Flicking through other references in the paper it does appear that indigenous Siberian people do have an elevated resting metabolic rate. In fat free mass it is 17% above calculated values i.e. they are uncoupled.

Finally, adults are not affected by the hypoglycaemia syndrome. My presumption is that, after puberty, they are sufficiently insulin resistant to have adequate FFAs present to maintain relatively normal mitochondrial function. It's the children who need their ancestral diet.

People with glycogen storage diseases die of hypoglycaemia (amongst other problems). We know that a deeply ketogenic diet both protects from hypoglycaemia and sets the body up to run perfectly well without any dietary glucose, which might be lost to glycogen stored permanently in the liver/muscles. There is every justification for giving the finger to cornstarch here and the folks suggesting a modification of ketogenic eating appear to be on fairly safe biochemical ground.

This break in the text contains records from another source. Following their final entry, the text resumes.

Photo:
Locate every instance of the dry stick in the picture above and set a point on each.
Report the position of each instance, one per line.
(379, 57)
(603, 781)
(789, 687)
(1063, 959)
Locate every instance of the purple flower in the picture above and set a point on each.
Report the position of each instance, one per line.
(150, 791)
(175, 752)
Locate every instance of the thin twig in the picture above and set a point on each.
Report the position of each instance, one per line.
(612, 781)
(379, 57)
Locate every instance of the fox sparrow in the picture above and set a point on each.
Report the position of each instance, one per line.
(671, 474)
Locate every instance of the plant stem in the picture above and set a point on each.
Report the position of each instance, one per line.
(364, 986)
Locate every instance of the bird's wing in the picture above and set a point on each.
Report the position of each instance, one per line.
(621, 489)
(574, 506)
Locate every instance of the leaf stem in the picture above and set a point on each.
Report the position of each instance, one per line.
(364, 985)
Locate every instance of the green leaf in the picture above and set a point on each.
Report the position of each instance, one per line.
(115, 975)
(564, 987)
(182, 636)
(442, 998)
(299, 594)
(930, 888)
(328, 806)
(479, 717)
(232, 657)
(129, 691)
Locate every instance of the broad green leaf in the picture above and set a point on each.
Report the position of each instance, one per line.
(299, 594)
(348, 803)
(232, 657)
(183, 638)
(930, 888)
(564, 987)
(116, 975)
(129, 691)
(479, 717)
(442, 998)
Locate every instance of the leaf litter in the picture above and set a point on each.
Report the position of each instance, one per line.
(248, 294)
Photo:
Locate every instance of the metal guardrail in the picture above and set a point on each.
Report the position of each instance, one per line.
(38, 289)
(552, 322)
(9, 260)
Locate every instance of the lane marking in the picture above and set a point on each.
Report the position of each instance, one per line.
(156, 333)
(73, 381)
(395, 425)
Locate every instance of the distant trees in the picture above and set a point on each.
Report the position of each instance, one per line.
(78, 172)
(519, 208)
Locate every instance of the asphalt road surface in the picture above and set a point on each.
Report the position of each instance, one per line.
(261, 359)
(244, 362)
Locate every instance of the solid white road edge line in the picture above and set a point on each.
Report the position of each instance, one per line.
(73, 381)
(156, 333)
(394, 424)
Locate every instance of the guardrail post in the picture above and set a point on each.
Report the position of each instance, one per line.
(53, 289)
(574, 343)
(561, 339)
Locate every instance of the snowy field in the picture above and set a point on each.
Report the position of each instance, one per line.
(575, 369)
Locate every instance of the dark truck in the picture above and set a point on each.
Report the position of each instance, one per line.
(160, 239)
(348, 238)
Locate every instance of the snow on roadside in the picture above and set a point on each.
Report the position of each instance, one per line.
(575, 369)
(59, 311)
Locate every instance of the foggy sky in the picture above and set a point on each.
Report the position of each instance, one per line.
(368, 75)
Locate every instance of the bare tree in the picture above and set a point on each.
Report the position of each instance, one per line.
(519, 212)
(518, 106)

For the P497L mutation everything from the evolutionary perspective suggest that a very high FFA inducing diet may be equally efficacious. But the risks associated with failure, from the occasional safe starch meal or unsafe birthday cake at a party, carries the potential for catastrophe once insulin puts free fatty acids in to free fall.


BTW: You just have to wonder if any other CPT-1 mutations might behave in a similar manner to the P497L change in the Arctic... Could it be bye-bye time for cornstarch?